All of lore.kernel.org
 help / color / mirror / Atom feed
* CRC32 of messages
@ 2015-06-26 16:49 Erik G. Burrows
  2015-06-26 17:51 ` Somnath Roy
  2015-06-29  6:31 ` Dałek, Piotr
  0 siblings, 2 replies; 11+ messages in thread
From: Erik G. Burrows @ 2015-06-26 16:49 UTC (permalink / raw)
  To: ceph-devel

All,
Can someone explain to me the rationale for performing in-software CRC32
hashes of all messages through the Pipe and AsyncMessage classes?

On my servers, operf shows that 20% of the total CPU time in my benchmark
tests are being spent in the librados ceph_crc32c_sctp function. I can see
that the library is trying to use CPU accelerations if available, but what
I'd like to understand is: why checksum the messages at all?

If the messages are local, there should not be any corruption at all, and
if they are coming in over IP, then the kernel and NIC should do Layer-2/3
CRCs and reject any corrupted packets. So why re-CRC the messages at the
Ceph layer?

Thanks,
  Erik Burrows



^ permalink raw reply	[flat|nested] 11+ messages in thread

* RE: CRC32 of messages
  2015-06-26 16:49 CRC32 of messages Erik G. Burrows
@ 2015-06-26 17:51 ` Somnath Roy
  2015-06-29  6:27   ` Dałek, Piotr
  2015-06-29  6:31 ` Dałek, Piotr
  1 sibling, 1 reply; 11+ messages in thread
From: Somnath Roy @ 2015-06-26 17:51 UTC (permalink / raw)
  To: Erik G. Burrows, ceph-devel

ceph_crc32c_intel_fast is ~6 times faster than ceph_crc32c_sctp. If you are not using intel cpus or you have older intel cpus where this sse4 instruction sets are not enabled , the performance will be badly impacted as you saw. If you are building ceph yourself, make sure you have 'yasm' installed to enable ceph to detect the cpu architecture properly. BTW, hope you are aware that this crc calculation can be turned off by 'ms_nocrc = true' with giant and 'ms_crc_data = false' / 'ms_crc_header = false' post giant.

Thanks & Regards
Somnath

-----Original Message-----
From: ceph-devel-owner@vger.kernel.org [mailto:ceph-devel-owner@vger.kernel.org] On Behalf Of Erik G. Burrows
Sent: Friday, June 26, 2015 9:49 AM
To: ceph-devel@vger.kernel.org
Subject: CRC32 of messages

All,
Can someone explain to me the rationale for performing in-software CRC32 hashes of all messages through the Pipe and AsyncMessage classes?

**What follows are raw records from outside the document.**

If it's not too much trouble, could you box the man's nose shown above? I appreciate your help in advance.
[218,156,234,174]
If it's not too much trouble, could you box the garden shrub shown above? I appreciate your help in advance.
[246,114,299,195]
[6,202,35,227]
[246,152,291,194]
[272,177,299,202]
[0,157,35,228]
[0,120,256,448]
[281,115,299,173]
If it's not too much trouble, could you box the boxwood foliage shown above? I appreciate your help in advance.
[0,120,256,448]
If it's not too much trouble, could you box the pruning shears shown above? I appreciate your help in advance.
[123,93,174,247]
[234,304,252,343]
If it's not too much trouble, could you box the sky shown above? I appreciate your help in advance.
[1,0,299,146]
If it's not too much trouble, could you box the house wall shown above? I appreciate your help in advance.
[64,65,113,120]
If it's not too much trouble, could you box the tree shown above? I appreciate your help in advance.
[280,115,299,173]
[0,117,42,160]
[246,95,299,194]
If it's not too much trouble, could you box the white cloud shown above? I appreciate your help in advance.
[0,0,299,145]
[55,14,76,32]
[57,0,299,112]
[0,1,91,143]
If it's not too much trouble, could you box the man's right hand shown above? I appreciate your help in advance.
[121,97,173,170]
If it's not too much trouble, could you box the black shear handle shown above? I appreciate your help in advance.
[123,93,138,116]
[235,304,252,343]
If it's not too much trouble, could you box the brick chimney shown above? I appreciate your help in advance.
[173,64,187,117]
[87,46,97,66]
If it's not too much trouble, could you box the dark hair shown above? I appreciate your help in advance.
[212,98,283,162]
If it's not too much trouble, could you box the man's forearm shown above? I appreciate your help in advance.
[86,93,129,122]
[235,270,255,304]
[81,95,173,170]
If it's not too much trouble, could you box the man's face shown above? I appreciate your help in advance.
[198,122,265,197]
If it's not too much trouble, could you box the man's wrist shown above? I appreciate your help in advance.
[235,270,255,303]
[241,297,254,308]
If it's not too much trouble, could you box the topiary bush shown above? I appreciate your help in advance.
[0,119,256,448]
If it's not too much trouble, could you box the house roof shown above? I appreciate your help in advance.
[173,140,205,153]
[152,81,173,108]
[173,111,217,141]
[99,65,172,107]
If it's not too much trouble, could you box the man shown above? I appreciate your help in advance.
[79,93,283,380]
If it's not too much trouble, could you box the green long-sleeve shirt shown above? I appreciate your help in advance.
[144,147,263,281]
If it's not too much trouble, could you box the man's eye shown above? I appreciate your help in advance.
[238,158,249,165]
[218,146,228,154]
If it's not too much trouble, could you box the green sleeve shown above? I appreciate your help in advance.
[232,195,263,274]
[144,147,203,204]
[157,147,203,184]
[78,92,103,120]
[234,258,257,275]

On my servers, operf shows that 20% of the total CPU time in my benchmark tests are being spent in the librados ceph_crc32c_sctp function. I can see that the library is trying to use CPU accelerations if available, but what I'd like to understand is: why checksum the messages at all?

If the messages are local, there should not be any corruption at all, and if they are coming in over IP, then the kernel and NIC should do Layer-2/3 CRCs and reject any corrupted packets. So why re-CRC the messages at the Ceph layer?

Thanks,
  Erik Burrows


--
To unsubscribe from this list: send the line "unsubscribe ceph-devel" in the body of a message to majordomo@vger.kernel.org More majordomo info at  http://vger.kernel.org/majordomo-info.html

________________________________

PLEASE NOTE: The information contained in this electronic mail message is intended only for the use of the designated recipient(s) named above. If the reader of this message is not the intended recipient, you are hereby notified that you have received this message in error and that any review, dissemination, distribution, or copying of this message is strictly prohibited. If you have received this communication in error, please notify the sender by telephone or e-mail (as shown above) immediately and destroy any and all copies of this message in your possession (whether hard copies or electronically stored copies).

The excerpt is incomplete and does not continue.